Department of Exercise and Sport Science, University of North Carolina at Chapel Hill, Chapel Hill, NC, USA.
Department of Aerospace Engineering, University of Cincinnati, Cincinnati, OH, USA.
Methods Mol Biol. 2022;2393:877-903. doi: 10.1007/978-1-0716-1803-5_47.

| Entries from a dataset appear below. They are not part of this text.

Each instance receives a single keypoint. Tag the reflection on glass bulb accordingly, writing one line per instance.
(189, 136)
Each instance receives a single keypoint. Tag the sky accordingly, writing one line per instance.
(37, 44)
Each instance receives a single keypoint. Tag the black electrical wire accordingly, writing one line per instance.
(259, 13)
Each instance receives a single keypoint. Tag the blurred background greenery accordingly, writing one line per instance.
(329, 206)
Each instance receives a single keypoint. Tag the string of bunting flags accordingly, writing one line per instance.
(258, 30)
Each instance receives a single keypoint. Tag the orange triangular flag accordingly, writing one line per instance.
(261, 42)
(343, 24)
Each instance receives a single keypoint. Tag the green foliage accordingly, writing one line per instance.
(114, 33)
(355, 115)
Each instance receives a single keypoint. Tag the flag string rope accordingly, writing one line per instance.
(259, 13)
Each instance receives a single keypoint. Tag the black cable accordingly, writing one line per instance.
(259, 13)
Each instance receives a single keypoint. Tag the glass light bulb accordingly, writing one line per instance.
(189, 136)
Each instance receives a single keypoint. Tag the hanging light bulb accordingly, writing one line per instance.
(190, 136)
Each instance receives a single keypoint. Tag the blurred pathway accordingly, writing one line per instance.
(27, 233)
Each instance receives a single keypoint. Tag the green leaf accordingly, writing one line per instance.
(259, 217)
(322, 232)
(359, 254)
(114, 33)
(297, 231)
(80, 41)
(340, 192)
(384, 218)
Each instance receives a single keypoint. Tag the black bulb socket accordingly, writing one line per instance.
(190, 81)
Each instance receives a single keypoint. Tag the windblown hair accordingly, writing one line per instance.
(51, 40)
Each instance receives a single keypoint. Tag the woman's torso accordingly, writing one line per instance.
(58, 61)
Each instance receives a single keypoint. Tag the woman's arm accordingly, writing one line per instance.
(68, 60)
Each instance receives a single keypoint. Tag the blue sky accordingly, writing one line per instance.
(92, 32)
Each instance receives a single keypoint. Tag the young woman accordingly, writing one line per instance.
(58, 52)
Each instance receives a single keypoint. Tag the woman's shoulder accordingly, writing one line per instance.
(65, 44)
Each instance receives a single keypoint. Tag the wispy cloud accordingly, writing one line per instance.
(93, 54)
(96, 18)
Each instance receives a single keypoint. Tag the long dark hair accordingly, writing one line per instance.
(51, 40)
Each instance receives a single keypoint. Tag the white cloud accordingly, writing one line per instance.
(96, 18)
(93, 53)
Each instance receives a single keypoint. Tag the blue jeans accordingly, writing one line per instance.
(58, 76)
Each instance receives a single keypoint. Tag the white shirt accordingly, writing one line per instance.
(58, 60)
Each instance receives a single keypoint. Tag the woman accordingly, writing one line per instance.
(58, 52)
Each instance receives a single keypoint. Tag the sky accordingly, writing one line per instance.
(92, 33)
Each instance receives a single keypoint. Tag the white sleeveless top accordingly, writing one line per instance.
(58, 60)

The best predictor of future injury is previous injury and this has not changed in a quarter century despite the introduction of evidence-based medicine and associated revisions to post-injury treatment and care. Nearly nine million sports-related injuries occur annually, and the majority of these require medical intervention prior to clearance for the athlete to return to play (RTP). Regardless of formal care, these athletes remain two to four times more likely to suffer a second injury for several years after RTP. In the case of children and young adults, this sets them up for a lifetime of negative health outcomes. Thus, the initial injury is the tipping point for a post-injury cascade of negative sequelae exposing athletes to more physical and psychological pain, higher medical costs, and greater risk of severe long-term negative health throughout their life. This chapter details the technologies and method that make up the automated Intelligent Phenotypic Plasticity Platform (IP)-a revolutionary new approach to the current standard of post-injury care that identifies and targets deficits that underly second injury risk in sport. IP capitalizes on the biological concept of phenotypic plasticity (PP) to quantify an athlete's functional adaptability across different performance environments, and it is implemented in two distinct steps: (1) phenomic profiling and (2) precision treatment. Phenomic profiling indexes the fitness and subsequent phenotypic plasticity of an individual athlete, which drives the personalization of the precision treatment step. IP leverages mixed-reality technologies to present true-to-life environments that test the athlete's ability to adapt to dynamic stressors. The athlete's phenotypic plasticity profile is then used to drive a precision treatment that systematically stresses the athlete, via a combination of behavioral-based and genetic fuzzy system models, to optimally enhance the athlete's functional adaptability. IP is computationally light-weight and, through the integration with mixed-reality technologies, promotes real-time prediction, responsiveness, and adaptation. It is also the first ever phenotypic plasticity-based precision medicine platform, and the first precision sports medicine platform of any kind.
未来受伤的最佳预测因素是之前的受伤,尽管引入了循证医学以及相关的受伤后治疗和护理修订,但这一点在四分之一个世纪以来并未改变。每年发生近 900 万例与运动相关的损伤,其中大多数在运动员重返运动(RTP)之前需要医疗干预。无论是否进行正式护理,这些运动员在 RTP 后几年内再次受伤的可能性仍高出两到四倍。对于儿童和年轻人来说,这使他们一生都面临负面健康后果的风险。因此,最初的受伤是受伤后一系列负面后果的转折点,使运动员遭受更多的身体和心理痛苦、更高的医疗费用,并增加整个生命周期内发生严重长期负面健康的风险。本章详细介绍了构成自动化智能表型可塑性平台(IP)的技术和方法,这是一种针对当前受伤后护理标准的革命性新方法,可识别和针对运动中再次受伤风险的潜在缺陷。IP 利用表型可塑性(PP)的生物学概念来量化运动员在不同表现环境中的功能适应性,它通过两个不同的步骤实现:(1)表型谱分析和(2)精准治疗。表型谱分析指标是个体运动员的适应性和随后的表型可塑性,这推动了精准治疗步骤的个性化。IP 利用混合现实技术呈现逼真的环境,以测试运动员适应动态应激源的能力。然后,运动员的表型可塑性谱用于驱动精准治疗,通过行为基于和遗传模糊系统模型的组合,系统地对运动员施加压力,以最佳地增强运动员的功能适应性。IP 计算量轻,并且通过与混合现实技术的集成,可促进实时预测、响应性和适应性。它也是第一个基于表型可塑性的精准医学平台,也是第一个任何类型的精准运动医学平台。